All lit up: how a hidden public space could give birth to more visual treats

The recently celebrated Loy Krathong festival provided the perfect opportunity for a group of designers to create an experimental lighting project that transformed an abandoned, neglected and inaccessible area in Bangkok into a usable space that showed off its full potential.

Bangkok Metropolitan Administration (BMA) together with Make it Happen Lab from the Urban Ally group of the Faculty of Architecture of Silapakorn University, and the Cloud-floor-design team created a special lighting medley on the vacant area under the Phra Pok Klao Bridge during Loy Krathong festival. Using lighting equipment from L&E, the design aimed to draw attention to the country’s first-ever “garden bridge” – the Bangkok Sky Park.

The designer group believes that more action has to be taken to boost the potential of public space in the city. Despite linking to such important landmarks as Bangkok Sky Park and Khlong Ong Ang (which connects Charoen Krung and Yaowarat roads), the area under the Phra Pok Klao bridge has been largely ignored and its promise never showcased .

So, on Loy Krathong (November 19) the group demonstrated how the space could be redesigned. They turned the space into a “Secret Garden” with the colorful lighting installation.  The theme is to re-introduce existing public parks to the public by re-opening and unveiling the space to the public, hence the name “Secret Garden”. The concept of lighting is called “LIT” and is designed by the Cloud-floor group.

The Cloud-floor designers say the concept is to compare the gardens semantics to many symbols especially in the comparative speech of periods in literature. They explain that a garden is often used as a tool to create roles of characters that reflect the concept of society in each era. The garden has many roles – a place of relaxation, somewhere to build relationships or even offer a connection between a real-world and an imaginary world.
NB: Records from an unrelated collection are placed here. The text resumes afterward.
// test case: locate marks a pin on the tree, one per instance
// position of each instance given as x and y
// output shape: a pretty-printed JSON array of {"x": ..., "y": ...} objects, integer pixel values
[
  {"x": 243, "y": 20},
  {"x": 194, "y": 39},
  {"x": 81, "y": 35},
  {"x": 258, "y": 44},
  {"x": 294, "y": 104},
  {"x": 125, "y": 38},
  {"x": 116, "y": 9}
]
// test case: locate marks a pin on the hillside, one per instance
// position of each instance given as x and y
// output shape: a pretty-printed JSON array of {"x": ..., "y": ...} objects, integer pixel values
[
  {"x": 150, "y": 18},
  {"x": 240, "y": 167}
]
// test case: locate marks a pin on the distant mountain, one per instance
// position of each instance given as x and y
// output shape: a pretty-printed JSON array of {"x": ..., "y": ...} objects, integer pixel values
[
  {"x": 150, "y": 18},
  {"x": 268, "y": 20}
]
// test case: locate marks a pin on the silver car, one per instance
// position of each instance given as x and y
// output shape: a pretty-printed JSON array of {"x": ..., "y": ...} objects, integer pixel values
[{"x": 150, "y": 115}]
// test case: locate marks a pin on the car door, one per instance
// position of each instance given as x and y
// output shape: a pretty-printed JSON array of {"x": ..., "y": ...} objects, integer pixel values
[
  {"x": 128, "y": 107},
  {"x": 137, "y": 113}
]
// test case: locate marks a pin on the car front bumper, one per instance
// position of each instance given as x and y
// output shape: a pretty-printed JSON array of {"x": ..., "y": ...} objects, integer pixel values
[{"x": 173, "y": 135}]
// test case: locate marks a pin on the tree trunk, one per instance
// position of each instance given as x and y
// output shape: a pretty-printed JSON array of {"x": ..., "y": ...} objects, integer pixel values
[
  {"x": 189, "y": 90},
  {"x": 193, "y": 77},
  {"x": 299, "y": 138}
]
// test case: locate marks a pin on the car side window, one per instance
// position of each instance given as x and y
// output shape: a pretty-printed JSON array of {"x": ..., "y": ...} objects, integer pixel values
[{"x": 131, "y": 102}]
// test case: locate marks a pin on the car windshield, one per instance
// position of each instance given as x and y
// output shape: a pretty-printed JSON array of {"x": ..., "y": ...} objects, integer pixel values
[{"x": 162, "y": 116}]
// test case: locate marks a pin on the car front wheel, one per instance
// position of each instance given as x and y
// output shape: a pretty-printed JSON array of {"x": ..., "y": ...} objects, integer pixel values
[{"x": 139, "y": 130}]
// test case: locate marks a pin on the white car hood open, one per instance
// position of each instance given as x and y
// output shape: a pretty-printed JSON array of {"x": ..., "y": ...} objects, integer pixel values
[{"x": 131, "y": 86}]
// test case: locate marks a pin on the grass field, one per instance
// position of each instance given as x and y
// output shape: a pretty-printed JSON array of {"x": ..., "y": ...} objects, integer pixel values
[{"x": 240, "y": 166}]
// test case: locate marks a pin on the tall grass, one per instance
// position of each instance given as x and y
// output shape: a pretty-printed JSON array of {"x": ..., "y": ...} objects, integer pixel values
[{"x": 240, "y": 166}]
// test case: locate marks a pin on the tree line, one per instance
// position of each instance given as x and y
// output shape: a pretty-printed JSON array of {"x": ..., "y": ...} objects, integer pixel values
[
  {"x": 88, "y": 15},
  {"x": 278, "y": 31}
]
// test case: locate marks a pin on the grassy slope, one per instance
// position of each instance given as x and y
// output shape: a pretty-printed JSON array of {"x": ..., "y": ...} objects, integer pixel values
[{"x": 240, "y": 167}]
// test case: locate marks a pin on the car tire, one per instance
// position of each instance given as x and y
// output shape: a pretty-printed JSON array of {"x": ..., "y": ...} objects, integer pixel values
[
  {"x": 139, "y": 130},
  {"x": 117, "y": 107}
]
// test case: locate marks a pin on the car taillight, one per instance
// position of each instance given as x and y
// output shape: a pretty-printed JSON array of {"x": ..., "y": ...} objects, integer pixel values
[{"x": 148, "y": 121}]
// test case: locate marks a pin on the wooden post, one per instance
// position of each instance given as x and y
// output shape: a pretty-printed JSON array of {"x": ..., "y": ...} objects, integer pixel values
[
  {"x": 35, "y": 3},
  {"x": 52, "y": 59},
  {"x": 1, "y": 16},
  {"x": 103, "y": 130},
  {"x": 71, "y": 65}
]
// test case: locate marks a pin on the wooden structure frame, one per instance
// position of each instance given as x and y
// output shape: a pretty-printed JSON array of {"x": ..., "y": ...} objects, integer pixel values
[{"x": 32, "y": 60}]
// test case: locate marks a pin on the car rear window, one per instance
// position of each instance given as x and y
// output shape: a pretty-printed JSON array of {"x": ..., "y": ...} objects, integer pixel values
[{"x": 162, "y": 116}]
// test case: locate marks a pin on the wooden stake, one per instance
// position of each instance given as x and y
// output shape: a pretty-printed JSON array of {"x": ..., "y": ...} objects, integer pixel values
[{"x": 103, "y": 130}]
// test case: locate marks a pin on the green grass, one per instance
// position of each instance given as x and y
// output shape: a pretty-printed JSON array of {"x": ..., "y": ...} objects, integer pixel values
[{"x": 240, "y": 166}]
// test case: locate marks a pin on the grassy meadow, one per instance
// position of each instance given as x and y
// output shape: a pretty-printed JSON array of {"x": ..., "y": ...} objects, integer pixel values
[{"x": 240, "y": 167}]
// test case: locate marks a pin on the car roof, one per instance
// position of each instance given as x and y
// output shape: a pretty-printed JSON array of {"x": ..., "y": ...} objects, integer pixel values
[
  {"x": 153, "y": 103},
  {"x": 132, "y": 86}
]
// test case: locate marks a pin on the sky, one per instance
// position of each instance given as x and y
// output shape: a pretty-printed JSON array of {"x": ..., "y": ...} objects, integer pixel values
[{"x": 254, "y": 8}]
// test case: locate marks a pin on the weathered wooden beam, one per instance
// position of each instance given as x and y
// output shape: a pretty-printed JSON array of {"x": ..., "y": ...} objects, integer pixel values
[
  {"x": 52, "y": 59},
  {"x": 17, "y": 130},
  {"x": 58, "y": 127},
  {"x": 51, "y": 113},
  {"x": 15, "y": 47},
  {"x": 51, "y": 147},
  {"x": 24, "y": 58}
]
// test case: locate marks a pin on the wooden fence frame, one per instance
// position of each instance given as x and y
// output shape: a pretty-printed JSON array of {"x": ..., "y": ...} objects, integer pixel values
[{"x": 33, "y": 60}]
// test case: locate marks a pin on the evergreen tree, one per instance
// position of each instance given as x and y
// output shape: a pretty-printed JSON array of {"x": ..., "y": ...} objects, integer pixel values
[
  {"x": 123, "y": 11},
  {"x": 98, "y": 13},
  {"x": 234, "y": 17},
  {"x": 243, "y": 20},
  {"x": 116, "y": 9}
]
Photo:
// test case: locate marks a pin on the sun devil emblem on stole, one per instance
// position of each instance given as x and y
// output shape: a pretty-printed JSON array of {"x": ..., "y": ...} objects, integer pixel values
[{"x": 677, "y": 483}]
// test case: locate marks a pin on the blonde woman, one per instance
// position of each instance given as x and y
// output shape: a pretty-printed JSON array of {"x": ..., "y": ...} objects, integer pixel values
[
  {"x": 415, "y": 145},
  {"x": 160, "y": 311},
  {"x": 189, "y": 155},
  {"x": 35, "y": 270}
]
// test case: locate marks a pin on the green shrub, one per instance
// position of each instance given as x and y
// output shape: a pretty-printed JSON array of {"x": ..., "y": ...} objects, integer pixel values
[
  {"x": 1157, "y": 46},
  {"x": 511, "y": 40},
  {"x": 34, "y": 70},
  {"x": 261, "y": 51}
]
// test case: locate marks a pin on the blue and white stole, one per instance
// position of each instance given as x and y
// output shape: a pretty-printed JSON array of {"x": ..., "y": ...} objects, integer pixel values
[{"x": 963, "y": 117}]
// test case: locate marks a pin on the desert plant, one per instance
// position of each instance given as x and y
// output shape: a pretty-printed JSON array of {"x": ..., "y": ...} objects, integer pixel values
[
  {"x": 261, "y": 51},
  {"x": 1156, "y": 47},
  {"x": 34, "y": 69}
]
The “LIT”-themed works demonstrate that the garden is more than a green space in a big city and that often a garden has a different context for each group of people. Therefore “LIT” awakens lives and thoughts of what really happens in the garden – whether your favorite corners or conversations that took place there.

The designers hope that the work will help visitors escape into an imaginary world for even a short period of time. The idea, they say, can be used to create secret gardens in big cities like Bangkok.

In addition, the design team hopes that this project will motivate the development of other desolate and abandoned areas, turning them into spaces that can be used by the public. Although the lighting exhibition ended on Sunday evening, some of the lights, not the decoration but more the illuminated corridors, remain permanent, with BMA covering the cost of lighting and electricity.

Thanks to this group of designers and the education institution that brought us a Secret Garden, the BMA has been inspired and is looking to come up with similar ways of using space in the near future. We wait with impatience.